Pas de quoi dissiper, toutefois, l’incompréhension, la colère sinon la peur que trahissaient certains regards. Au kiosque du lycée, ce petit stand qui fait office de cafétéria, les deux employées semblent perdues. Il est midi, l’heure à laquelle, d’habitude, se pressent les lycéens pour acheter salades, sandwichs et autres formules midi. Ce jeudi midi, rien de tout cela. Même plusieurs heures après l’agression, les deux femmes semblent encore sous le choc. « Ça va, toi ? », souffle l’une à sa collègue, qui lui répond. « Je suis complètement déconnectée là, je suis ailleurs ».  Après un silence, la première lui tapote l’épaule. « Allez, ça va aller… Si tu as besoin d’aide, tu me le dis… » Même inquiétude chez les professeurs, que les quelques mots de l’inspecteur académique n’ont visiblement pas suffi à rassurer. Certains sont même partis avant la fin de la réunion, regrettant « l’absence de solutions concrètes ». Tous partagent une même sidération face à la violence des faits.

Dans les couloirs quasi-déserts du lycée, ceux qui sont là prennent, avant toute chose, des nouvelles du proviseur et de son adjointe. On entend, ici et là, une même compassion pour ces deux « professionnels appréciés de tout le lycée », glisse un membre du personnel. « Même un élève tout à l’heure m’a dit ‘Mais c’est une crème, le proviseur, pourquoi ils lui ont fait ça ?’ ». Très vite, pourtant, lorsque l’émotion sera passée, il faudra se poser la question de l’après.

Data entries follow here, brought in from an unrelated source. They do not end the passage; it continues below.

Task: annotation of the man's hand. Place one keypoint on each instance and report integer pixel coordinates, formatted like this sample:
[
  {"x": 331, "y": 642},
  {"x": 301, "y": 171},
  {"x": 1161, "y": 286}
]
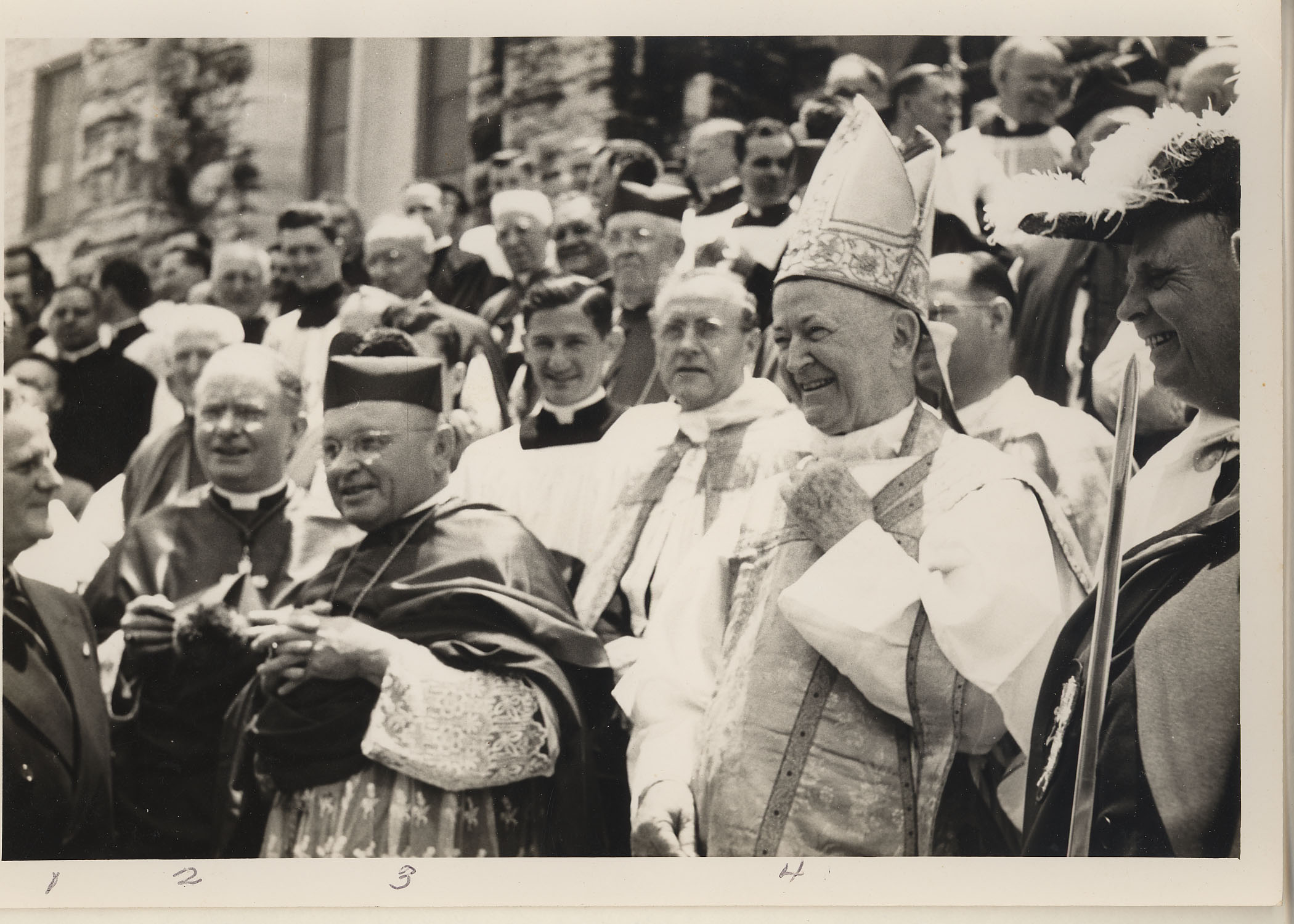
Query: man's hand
[
  {"x": 826, "y": 501},
  {"x": 665, "y": 824},
  {"x": 303, "y": 645},
  {"x": 148, "y": 624}
]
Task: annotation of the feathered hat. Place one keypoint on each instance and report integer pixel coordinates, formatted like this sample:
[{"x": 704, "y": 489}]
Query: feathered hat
[
  {"x": 1173, "y": 161},
  {"x": 868, "y": 222}
]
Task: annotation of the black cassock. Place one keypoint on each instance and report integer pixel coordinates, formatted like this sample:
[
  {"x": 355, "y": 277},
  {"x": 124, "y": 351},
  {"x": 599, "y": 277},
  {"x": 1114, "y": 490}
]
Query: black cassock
[
  {"x": 1168, "y": 779},
  {"x": 482, "y": 593}
]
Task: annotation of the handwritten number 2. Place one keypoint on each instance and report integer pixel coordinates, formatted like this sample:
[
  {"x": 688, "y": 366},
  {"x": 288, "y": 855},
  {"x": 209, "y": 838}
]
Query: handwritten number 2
[{"x": 407, "y": 875}]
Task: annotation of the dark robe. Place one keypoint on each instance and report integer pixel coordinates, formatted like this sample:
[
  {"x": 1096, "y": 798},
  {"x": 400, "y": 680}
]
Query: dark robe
[
  {"x": 633, "y": 379},
  {"x": 1168, "y": 774},
  {"x": 127, "y": 334},
  {"x": 502, "y": 311},
  {"x": 166, "y": 753},
  {"x": 589, "y": 425},
  {"x": 462, "y": 280},
  {"x": 482, "y": 593},
  {"x": 108, "y": 402},
  {"x": 57, "y": 780},
  {"x": 163, "y": 466}
]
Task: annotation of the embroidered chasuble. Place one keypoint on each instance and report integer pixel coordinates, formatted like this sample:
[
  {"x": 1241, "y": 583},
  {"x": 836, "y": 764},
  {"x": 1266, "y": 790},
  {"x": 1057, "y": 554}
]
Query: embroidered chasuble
[
  {"x": 169, "y": 711},
  {"x": 474, "y": 745},
  {"x": 839, "y": 703},
  {"x": 670, "y": 472},
  {"x": 1069, "y": 451}
]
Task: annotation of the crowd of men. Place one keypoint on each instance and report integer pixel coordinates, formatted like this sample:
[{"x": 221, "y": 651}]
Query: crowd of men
[{"x": 744, "y": 506}]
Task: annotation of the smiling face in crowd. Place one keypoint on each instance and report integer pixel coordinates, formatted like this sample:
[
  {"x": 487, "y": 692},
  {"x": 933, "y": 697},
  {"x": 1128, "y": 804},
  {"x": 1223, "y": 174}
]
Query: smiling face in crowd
[
  {"x": 30, "y": 479},
  {"x": 175, "y": 276},
  {"x": 43, "y": 381},
  {"x": 523, "y": 240},
  {"x": 1032, "y": 88},
  {"x": 1183, "y": 298},
  {"x": 383, "y": 458},
  {"x": 426, "y": 201},
  {"x": 935, "y": 107},
  {"x": 399, "y": 265},
  {"x": 642, "y": 249},
  {"x": 703, "y": 349},
  {"x": 245, "y": 428},
  {"x": 238, "y": 284},
  {"x": 767, "y": 170},
  {"x": 577, "y": 236},
  {"x": 567, "y": 355},
  {"x": 314, "y": 261},
  {"x": 73, "y": 318},
  {"x": 848, "y": 352}
]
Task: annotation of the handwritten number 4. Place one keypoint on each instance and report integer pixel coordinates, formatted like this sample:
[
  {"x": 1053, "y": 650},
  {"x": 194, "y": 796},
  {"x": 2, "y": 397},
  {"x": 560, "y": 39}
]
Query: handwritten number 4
[{"x": 407, "y": 875}]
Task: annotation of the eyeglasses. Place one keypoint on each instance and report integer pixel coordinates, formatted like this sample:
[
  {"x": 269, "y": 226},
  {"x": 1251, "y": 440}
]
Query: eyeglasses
[
  {"x": 708, "y": 329},
  {"x": 574, "y": 229},
  {"x": 622, "y": 236},
  {"x": 368, "y": 445}
]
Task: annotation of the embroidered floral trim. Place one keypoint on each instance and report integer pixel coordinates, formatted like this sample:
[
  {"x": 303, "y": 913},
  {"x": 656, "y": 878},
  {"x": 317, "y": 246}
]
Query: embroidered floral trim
[{"x": 460, "y": 729}]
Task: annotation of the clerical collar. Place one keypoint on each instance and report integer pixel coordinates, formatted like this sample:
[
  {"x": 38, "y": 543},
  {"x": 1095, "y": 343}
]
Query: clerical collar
[
  {"x": 566, "y": 412},
  {"x": 768, "y": 215},
  {"x": 754, "y": 399},
  {"x": 875, "y": 443},
  {"x": 76, "y": 355},
  {"x": 250, "y": 501},
  {"x": 975, "y": 415},
  {"x": 731, "y": 183},
  {"x": 439, "y": 497}
]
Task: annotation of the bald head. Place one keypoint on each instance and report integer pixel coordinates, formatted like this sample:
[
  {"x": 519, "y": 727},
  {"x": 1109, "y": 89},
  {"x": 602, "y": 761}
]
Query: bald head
[
  {"x": 1207, "y": 82},
  {"x": 248, "y": 418},
  {"x": 1030, "y": 78},
  {"x": 974, "y": 294},
  {"x": 1101, "y": 127}
]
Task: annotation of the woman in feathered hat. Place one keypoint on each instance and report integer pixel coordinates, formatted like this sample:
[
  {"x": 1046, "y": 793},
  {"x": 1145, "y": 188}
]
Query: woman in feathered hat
[{"x": 1169, "y": 759}]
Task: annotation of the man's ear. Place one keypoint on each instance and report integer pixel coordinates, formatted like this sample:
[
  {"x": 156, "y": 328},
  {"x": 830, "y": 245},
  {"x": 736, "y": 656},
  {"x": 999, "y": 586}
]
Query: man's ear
[
  {"x": 908, "y": 336},
  {"x": 615, "y": 344},
  {"x": 299, "y": 428}
]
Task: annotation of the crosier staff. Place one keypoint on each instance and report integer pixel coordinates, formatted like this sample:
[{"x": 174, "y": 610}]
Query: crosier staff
[{"x": 1103, "y": 628}]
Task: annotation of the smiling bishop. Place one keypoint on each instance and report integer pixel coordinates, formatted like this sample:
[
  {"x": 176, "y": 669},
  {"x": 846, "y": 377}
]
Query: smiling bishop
[
  {"x": 1169, "y": 187},
  {"x": 426, "y": 698},
  {"x": 249, "y": 523},
  {"x": 849, "y": 663}
]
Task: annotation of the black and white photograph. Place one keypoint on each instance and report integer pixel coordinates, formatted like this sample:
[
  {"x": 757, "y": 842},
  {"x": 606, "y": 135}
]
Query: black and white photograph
[{"x": 799, "y": 448}]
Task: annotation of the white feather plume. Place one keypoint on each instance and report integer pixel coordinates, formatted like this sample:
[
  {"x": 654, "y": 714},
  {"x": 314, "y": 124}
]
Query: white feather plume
[{"x": 1120, "y": 176}]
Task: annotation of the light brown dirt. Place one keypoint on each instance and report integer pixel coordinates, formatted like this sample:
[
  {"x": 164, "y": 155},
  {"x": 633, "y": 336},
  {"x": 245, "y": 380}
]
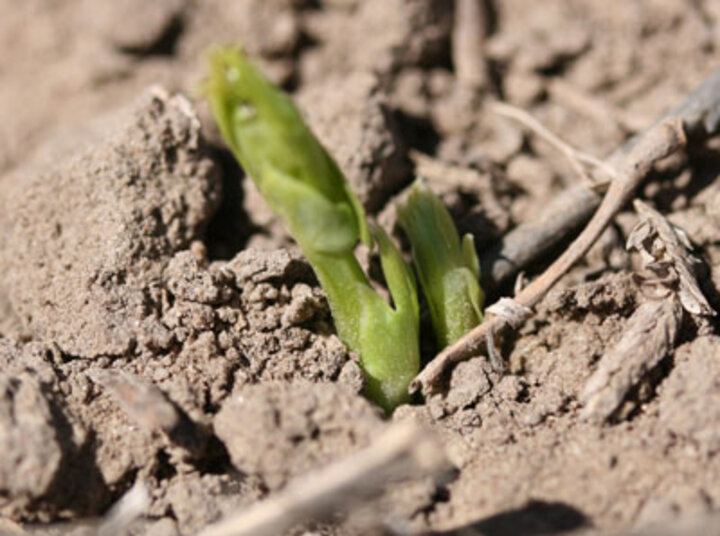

Et celle, triviale mais essentielle, de la reprise des cours. « Moi, je ne fais pas cours demain », affirme un professeur dans les couloirs, sous couvert d’anonymat. On ne peut pas reprendre comme si de rien n’était ». Droit de retrait ? Grève des professeurs ? A l’heure où ces lignes étaient écrites, la communauté éducative du lycée de l’ENNA n’avait pas encore décidé de la suite à donner à cet incident.